In fact, one even saw hundreds and hundreds of teenagers make a cricket pitch out of something as random or concrete out of the driveway of a house. But what has happened to India’s teenagers now? To say that India’s teenagers are inactive would be putting it mildly.
The fact is that India’s teenagers are highly inactive and in an age where one has seen an overload of websites, the world wide web with its magnetic pull of social media sites, it could be said that parks and cricket grounds or football fields have switched places with the smartphone screens.
But while we knew that India’s teenagers are inactive what makes the present concern a bit of a desperate situation especially from the parental concern or point of view is to note just what percentage of India’s teenagers are inactive.

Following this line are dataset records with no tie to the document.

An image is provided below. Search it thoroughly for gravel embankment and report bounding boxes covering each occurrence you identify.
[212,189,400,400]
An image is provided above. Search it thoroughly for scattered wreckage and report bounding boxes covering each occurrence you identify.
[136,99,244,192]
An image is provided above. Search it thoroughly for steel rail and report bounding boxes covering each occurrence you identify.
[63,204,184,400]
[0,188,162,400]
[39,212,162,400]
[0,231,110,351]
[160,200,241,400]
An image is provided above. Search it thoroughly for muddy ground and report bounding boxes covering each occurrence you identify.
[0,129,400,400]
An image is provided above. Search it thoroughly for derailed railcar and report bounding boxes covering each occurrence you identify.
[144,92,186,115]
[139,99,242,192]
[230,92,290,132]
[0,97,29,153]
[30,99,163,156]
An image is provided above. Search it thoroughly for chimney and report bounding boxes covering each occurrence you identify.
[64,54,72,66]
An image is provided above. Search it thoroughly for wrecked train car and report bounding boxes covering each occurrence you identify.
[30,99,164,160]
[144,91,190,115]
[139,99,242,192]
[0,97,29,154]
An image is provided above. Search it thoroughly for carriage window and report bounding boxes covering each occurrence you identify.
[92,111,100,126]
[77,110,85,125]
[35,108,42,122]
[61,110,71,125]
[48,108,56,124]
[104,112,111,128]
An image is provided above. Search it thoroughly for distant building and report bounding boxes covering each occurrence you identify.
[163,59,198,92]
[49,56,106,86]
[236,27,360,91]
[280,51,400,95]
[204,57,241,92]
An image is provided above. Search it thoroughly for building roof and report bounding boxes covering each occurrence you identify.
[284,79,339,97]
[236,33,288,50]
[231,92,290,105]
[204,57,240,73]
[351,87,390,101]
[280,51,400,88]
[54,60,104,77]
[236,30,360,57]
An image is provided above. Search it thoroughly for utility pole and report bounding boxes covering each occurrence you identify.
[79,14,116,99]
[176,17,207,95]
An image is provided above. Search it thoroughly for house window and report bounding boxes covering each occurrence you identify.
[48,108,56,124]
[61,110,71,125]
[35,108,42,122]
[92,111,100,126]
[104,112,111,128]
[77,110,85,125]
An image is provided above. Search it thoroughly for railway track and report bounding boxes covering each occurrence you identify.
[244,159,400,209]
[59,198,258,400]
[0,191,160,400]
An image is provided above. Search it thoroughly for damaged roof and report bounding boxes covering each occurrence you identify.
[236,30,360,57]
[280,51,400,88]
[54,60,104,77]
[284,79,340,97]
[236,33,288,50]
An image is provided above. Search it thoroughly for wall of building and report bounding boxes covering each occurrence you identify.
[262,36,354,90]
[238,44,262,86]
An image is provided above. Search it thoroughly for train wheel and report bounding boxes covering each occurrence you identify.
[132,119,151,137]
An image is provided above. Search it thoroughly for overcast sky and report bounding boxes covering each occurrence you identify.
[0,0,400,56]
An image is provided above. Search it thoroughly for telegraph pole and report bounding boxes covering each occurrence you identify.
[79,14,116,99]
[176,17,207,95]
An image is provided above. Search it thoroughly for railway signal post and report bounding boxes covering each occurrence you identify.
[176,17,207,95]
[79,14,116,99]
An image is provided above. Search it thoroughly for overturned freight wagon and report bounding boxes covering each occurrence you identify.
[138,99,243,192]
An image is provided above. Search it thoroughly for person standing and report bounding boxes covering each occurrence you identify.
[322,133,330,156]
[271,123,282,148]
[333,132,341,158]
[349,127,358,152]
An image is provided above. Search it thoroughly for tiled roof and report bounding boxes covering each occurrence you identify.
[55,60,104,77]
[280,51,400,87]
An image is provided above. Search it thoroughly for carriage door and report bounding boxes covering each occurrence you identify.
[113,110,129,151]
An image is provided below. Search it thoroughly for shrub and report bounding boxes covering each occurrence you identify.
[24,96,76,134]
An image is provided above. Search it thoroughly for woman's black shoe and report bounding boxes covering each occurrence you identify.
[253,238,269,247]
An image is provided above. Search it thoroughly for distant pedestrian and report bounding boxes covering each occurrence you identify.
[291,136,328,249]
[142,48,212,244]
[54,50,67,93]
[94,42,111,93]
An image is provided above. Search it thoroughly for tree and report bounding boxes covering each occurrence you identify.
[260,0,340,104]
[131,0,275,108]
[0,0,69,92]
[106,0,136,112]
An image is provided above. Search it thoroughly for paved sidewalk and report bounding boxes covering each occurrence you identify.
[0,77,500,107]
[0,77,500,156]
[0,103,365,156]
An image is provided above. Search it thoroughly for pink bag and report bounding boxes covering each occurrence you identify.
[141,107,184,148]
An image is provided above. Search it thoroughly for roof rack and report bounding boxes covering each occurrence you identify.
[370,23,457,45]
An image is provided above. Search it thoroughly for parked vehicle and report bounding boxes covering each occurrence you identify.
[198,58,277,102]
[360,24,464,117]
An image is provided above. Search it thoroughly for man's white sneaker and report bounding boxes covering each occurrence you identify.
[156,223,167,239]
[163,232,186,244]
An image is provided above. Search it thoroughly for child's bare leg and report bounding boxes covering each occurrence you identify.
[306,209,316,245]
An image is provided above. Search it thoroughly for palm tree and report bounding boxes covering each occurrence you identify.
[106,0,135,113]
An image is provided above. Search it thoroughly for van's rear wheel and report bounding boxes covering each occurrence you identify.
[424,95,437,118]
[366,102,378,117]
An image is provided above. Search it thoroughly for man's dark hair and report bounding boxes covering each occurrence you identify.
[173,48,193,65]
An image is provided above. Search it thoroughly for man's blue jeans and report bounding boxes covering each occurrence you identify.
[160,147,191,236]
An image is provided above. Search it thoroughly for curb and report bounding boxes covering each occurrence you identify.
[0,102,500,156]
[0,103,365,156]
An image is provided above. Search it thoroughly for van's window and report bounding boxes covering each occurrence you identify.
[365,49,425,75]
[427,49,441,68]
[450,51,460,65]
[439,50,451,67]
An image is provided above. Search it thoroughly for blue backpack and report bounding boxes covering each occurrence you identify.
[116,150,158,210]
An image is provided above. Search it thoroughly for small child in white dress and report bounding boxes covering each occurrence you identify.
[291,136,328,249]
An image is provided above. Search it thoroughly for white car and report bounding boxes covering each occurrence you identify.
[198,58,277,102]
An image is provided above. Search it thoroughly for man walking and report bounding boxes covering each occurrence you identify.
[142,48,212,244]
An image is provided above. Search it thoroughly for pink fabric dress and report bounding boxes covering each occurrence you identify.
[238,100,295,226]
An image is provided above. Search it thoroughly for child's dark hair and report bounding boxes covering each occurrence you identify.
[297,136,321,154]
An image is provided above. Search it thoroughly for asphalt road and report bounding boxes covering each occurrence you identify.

Apparently, the worrying sign can be well understood from a recent study conducted at a Pan-India level. It said that around 74 per cent of India’s teenagers are inactive.
The renowned World Health Organization(or the WHO, as they say) stated bigger concerns, truth be told in a telling perspective. It shared, around eight in every ten teenagers are not physically active as they should be.
In its report, the WHO submitted that around 73.9% of Indian teenagers are inactive, thereby raising the alarming concern that something ought to be done about such a disparaging current state of inactivity.
The findings were published in the “Lancet Child and Adolescent Health” medical journal on Friday.
In addition to the above, there were some insights shared on the findings by Dr. Shashank Joshi, from Mumbai’s Lilavati Hospital who echoed the country’s concern, it could be said, when he shared that “it proves that what we have feared for some time now that game time in playgrounds has been replaced by gaming by today’s generations.”
But a crucial observation made by the study- the first-ever global trend for adolescent insufficient study- highlighted that there’s a welcoming respite in terms of India’s teenagers who fare slightly better than the rest of the world’s highly inactive teenage population. The reason, it was believed, was credited to the average Indian boy’s obsession with cricket.
Cricket, as the report went on to highlight, was “frequently played unstructured in local communities.”
But Dr. Joshi also alerted readers against drawing misconceptions, saying that the country’s reasonably better percentage vis-a-vis the world in terms of being physically inactive shouldn’t provide relief to the nation. And that the Indian teenagers are inactive should still concern all.
However, that said, there were also some experts who suggested that where the recent WHO finding lacked was addressing the huge rural-urban divide, labelling the findings as tad bit ‘generalised.’
That said, no matter how individual discretion differs in this regard, something ought to be done to encourage the culture of playing out or simply being active!